The auditorium of Mumbai’s Welingkar Institute of Management filled to capacity to watch the brightest B-school minds from the West Zone battle it out for a spot in the finals of the national B-school challenge.
A sunny Saturday morning saw the auditorium of Mumbai’s Welingkar Institute of Management filled to capacity to watch the brightest B-school minds from the West Zone battle it out for a spot in the finals of the national B-school challenge. And right from the word go, 34 quiz and 28 debate teams went for the gold—to qualify for the semi-finals.
Taking advantage of a partisan crowd and the home ground, Welingkar’s Deepak Verma and Raj Singh Chauhan breezed through to the finals after overcoming the challenge from Pune’s Symbiosis Centre for Management and Human Resources, represented by Navtej Singh and Ashwin Jain. Their topic: ‘Economic reforms in India have benefited only the rich’.Slugging it out in the other semi-final was the country’s numero uno management school, IIM-A, with its duo of Vinamra Srivastava and Mohit Sadani, locked in an intense battle with Giridhar Gopal Bagri and Nayana Renukumaran from the Institute of Rural Management, Anand. Both teams debated whether ‘An MBA is the most hyped qualification in India today’.
IIM Ahmedabad triumphed in the end to set up a battle with Welingkar in the zonal finals. After a brief break, both finalists squared up to argue whether ‘Soft skills, more than technical proficiency, are what separate the great managers from the good ones’.
Welingkar’s Verma and Chauhan argued convincingly for the motion, but their arguments were quickly offset by IIM-A’s Srivastava and Sadani who were adamant that technical skills were what mattered when push came to shove in the corporate world.
And while it must be said that Welingkar’s stand did hold water, it was better articulation by the IIM-A duo that saw both judges—H. R. Shashikant, Senior President, Group Human resources, Aditya Birla Group, and Pavan Varshnei, Publishing Director, Business Today—awarding them the title. That allows them a shot at winning the national debate championship in the Grand National Finale to be held in Mumbai on December 15, 2007.But the fireworks weren’t limited to teams matching their debating skills; they were also on display as four teams reached the zonal finals of the quiz round to match their wits and knowledge. It was a contestroyale of seven rounds between Souvik Basu and Govind Grewal of Narsee Monjee Institute of Management Studies; Prashant Sampath and Chaitanya Marathe from SJMSOM, IIT Bombay; Tanmay Kumar and Alok Dattaray Malshet of Symbiosis Institute of Business Management, Pune; and Srinath T. B. and Abid E.H. of IIM-A.

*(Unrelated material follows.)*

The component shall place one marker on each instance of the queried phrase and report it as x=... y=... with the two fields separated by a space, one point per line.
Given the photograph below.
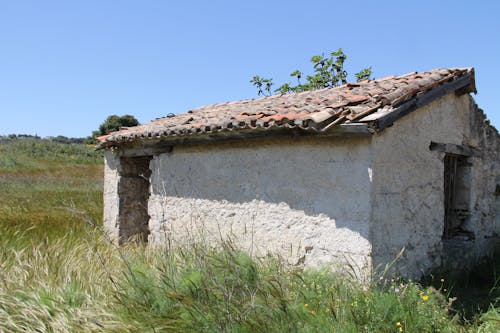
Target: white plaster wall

The victors: Basu and Grewal from Narsee Monjee. But what really stole the show was the B-School Alumni quiz in which alumni from various institutes were randomly paired into four teams. M. Suresh Kumar of TCS and an alumnus of IIM-C joined forces with Tushar Chaudhary—an alumnus of IIM Kozhikode—working with Axis Bank.

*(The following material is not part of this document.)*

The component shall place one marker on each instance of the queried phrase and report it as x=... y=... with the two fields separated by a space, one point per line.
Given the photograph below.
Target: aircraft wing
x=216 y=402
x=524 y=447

Others in the fray included Saurabh Goel of Cognizant (IIFT) and Rakesh Taklikar of SCB (FMS, Delhi); Vishwajeeth P. of Sun Microsystems (IGNOU) paired with Samrat Sengupta of Capgemini (IIM Lucknow); and Prasan Potdar of ICICI (NITIE) with S. Sathi Aseelan of Netcribes (Bharatidasan Institute).
Of course, the questions thrown at both the teams and the audience were aimed at the recipients’ intelligence and ingenuity. Sample this: What is the angels’ share in the alcohol trade? While Kumar of TCS wasn’t sure of the answer, he hazarded a guess—the content in the barrel lost to evaporation—and won some handsome points for his team to eventually finish as the 2nd runners up.
The quiz rounds—named after Business Today’s departments like Cover Story, Back of the Book, Current, Trends, Features, etc.—saw a heated contest among the four teams, two of whom were ousted in the penultimate round. The eventual winners: Goel of Cognizant with his team-mate Taklikar of SCB who came from behind to prevail over Vishwajeeth P. and Sengupta.
And it wasn’t just the participating teams that were drawing the audience’s applause—Acumen host Harsha Bhogle and anchor Tarana Singh kept up the energy levels with audience questions—prizes for which ranged from Acumen T-shirts, Business Today diaries and mugs to Braun electric shavers, Nokia phones by Business Today and a year’s subscription of Harvard Business Review.
And injecting some more fun into the audience round, Bhogle’s throwing of the audience prizes often had them landing in the wrong hands—though they eventually did find their way to deserving persons!